Thursday, September 3, 2009

The Artist's Way & Breaking its Rules

I'm not big on the "self-help" genre of books, but The Artist's Way: A Spiritual Path to Higher Creativity by Julia Cameron has been a mainstay in my life during transition times. I have undergone the twelve-week "course" twice, and both times was able to surprise myself with the artistic output and through spiritual transformation. Each of the twelve weeks corresponds to one chapter, so in part, there is some "textbook" style learning: the artist reads a chapter a week and completes several "tasks" at the end of each chapter. The tasks are designed to uncover artistic blockages or fears that we all have and overcome them via our chosen artistic expressions. In addition, the two primary activities are morning pages and artist dates. Morning pages are three pages of freewriting to be done first thing every day. Cameron insists they must be done in the morning and no other time. The artist date is a solitary activity of any sort that is to get the artist away from normal life and into the artistic "place". Examples are museum trips or walks through the park, really the only criteria is they are done weekly and alone and somehow stimulate the inner-artist.

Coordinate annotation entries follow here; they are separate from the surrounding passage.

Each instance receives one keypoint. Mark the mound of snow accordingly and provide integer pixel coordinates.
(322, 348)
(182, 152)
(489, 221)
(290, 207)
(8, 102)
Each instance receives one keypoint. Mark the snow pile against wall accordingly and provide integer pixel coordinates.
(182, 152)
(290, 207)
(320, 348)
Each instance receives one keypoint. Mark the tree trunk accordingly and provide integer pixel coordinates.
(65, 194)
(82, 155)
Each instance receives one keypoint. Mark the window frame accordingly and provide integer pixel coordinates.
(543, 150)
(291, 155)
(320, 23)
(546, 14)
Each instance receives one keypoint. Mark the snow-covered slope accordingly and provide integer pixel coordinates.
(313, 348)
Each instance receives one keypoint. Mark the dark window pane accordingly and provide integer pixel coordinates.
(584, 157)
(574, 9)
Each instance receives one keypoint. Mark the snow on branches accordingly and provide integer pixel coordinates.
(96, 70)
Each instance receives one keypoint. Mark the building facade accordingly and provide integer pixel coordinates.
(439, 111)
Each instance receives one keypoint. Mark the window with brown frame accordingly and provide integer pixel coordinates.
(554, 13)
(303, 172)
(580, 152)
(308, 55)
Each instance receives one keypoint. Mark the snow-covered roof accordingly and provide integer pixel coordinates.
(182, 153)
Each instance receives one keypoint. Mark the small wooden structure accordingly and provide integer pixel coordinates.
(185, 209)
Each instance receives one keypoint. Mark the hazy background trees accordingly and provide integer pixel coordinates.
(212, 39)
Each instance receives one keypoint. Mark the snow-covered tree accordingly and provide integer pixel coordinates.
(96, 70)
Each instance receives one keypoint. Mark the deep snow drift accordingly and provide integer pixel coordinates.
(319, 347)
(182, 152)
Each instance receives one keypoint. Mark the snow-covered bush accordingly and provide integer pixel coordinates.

As I fumbled through my battered copy, I decided to undergo the Artist's Way "light." That is, for now anyway, I am not going to re-read the whole book, a chapter a week, for twelve weeks. I am going to do the artist date and the pages, but that is where the rules will be broken.

I'm changing the "morning" pages into "anytime" pages. I have learned that for myself, when I write is not as important as that the writing happens. Inevitably, the more I write the more ideas I have, which fuels more writing. My committment then is to pick up my notebook once a day and write whatever the hell I want for three pages straight. If more comes, more comes, but three pages is the minimum. This is a blatant breaking of the morning pages rules, but it's better than not writing much at all. The artist date is trickier because I already do many things on my own. I go movies alone, eat at local cafes alone, so the notion of an outing all to myself is not that intimidating. In a sense, I'm already living the "artist date" lifestyle because I often allow my inner child out to play during these solitary meanderings. However, I do need to pay better attention to the play itself and transform it to writing. Therein lies the task.

Throughout the book, Cameron has wisdom and insights to share of her own journey and brings home the ties between the artistic and spiritual lifestyles. Thumbing through the book, I find there are many passages and sentences I underlined because of how striking they were. I will close with a couple of them.

"Fantasizing about pursing our art full-time, we fail to pursue it part-time--or at all."
"Creativity occurs in the moment, and in the moment we are timeless."
"Usually, when we say we can't do something, what we mean is that we won't do something unless we can guarantee that we'll do it perfectly."
"It is impossible to get better [at something] and look good at the same time."